Let’s backtrack a few years and see how it all started for Harvey. He was the 7th overall pick in the 2010 MLB first-year player draft and made his big league debut in July of 2012. In his 10 starts of 2010, Harvey posted a 2.73 ERA with 70 strikeouts in 59 ⅓ innings. 2013 could be his best year stats wise with his 2.27 ERA and a 0.931 WHIP. He made 26 starts and managed to win 9 of them. He posted a 9.64 K/9 and recorded his lowest walk rate of the year at 1.56 BB/9. He was an all-star during the 2013 season and finished 4th in Cy Young voting.
Harvey missed the 2014 season due to Tommy John Surgery. 2015 came, and Harvey and the Mets made a run at the World Series. He posted a 2.71 ERA and averaged just under a strikeout per inning. He made 4 postseason starts 1 in the NLDS, 1 in the NLCS, and 2 in the World Series. He allowed only 9 earned runs in 26 ⅔ innings. After falling to Kansas City in the 2015 World Series, the downhill slope had started for Harvey.
The 2016 season arrived but the Mets had lost the Matt Harvey that pitched for them just months before. In his 17 games that year he posted a 4.86 ERA. 2017 was not friendly to Harvey either. In his 18 stars and 1 relief appearance, he posted a 6.70 ERA.
Now we are at the beginning of the 2018 season, and Harvey is entering his age 29 season. You know, one of the years he’s supposed to be in his prime. The season looked promising for Harvey after his first start of going 5 innings allowing 1 hit while recording 5 punchouts. In his next 3 starts, Harvey allowed 14 runs in 16 innings. At that point, the Mets made the decision to move Harvey to the bullpen. In the 6 innings of relief he pitched the past 2 weeks, he has allowed 7 runs.
Which leads us to the new scenario of what’s next for Harvey. He will take what’s left of his talent to Cincinnati and try to rebrand himself with the Reds. He joins the Reds who boast a 5.04 team ERA, which is 4th worst in the MLB. Harvey will work with the team’s new pitching coach Danny Darwin in hopes to improve his mechanics and get back to a decent state of pitching.
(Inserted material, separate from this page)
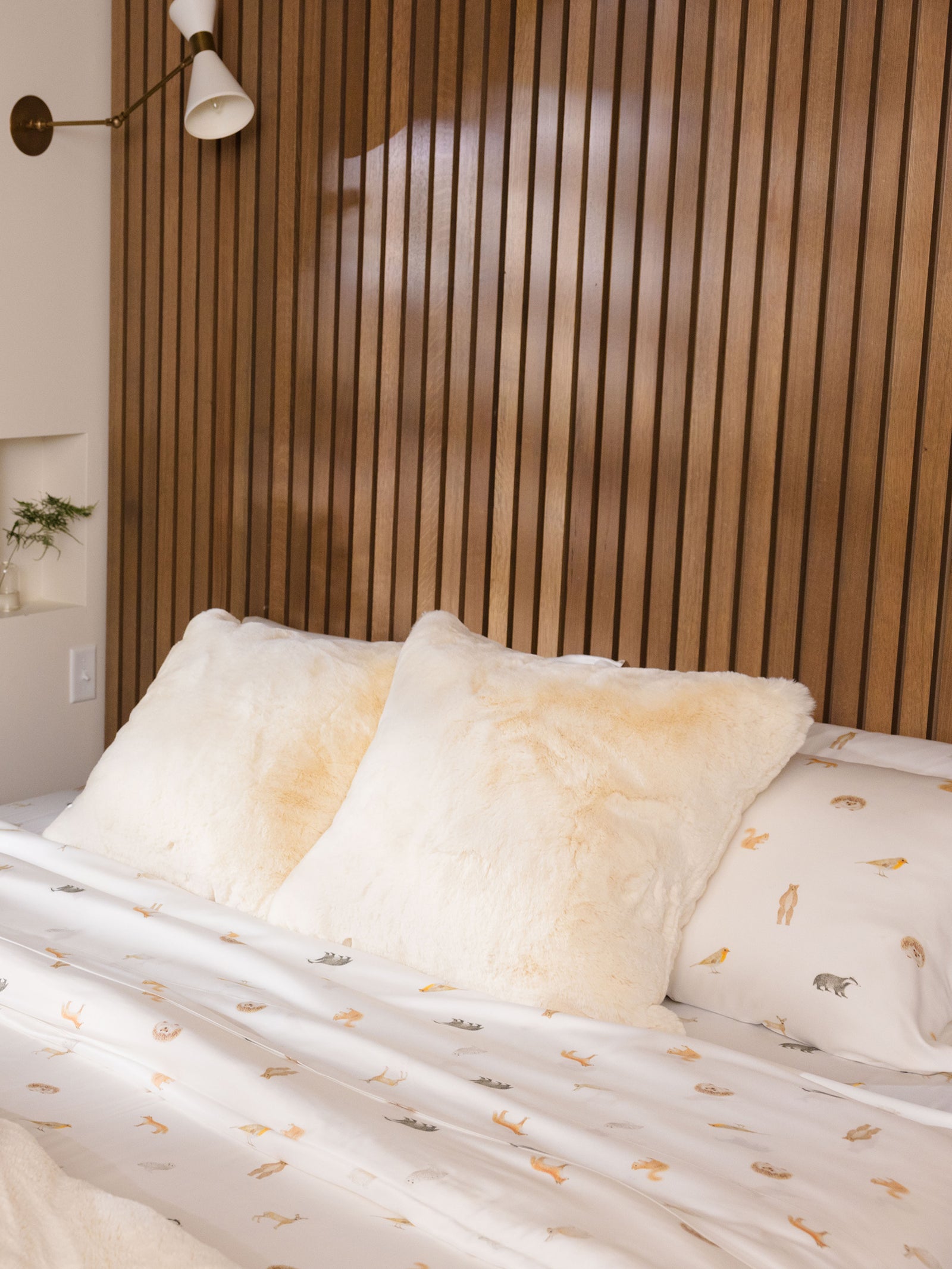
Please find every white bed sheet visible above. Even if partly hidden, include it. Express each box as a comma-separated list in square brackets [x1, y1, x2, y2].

Looking at what the Mets received in return for Harvey, it’s easy to see how this deal got done. Mesoraco has been not good in his big league career. Most of his time has been plagued by injuries. His best year was in 2014 when he had a .273 batting average in 114 games. He has failed to hit above .240 every other year he’s been playing. What the Mets do get out of the deal is a good defensive catcher.
All in all this Matt Harvey drama didn’t last long. Now some eyeballs will be on both Harvey and Mesoraco to see how they adjust to their new surroundings. Maybe this deal could be great for both teams if all the players needed was a change of scenery. The deal could also flop and we may never talk about Harvey or Mesoraco again. If I had to make a prediction it will be Harvey will not be on the Reds come seasons end. Whether it’s because he found his groove and was flipped at the deadline, or because he continued his horrid pitching and hit the free agent market.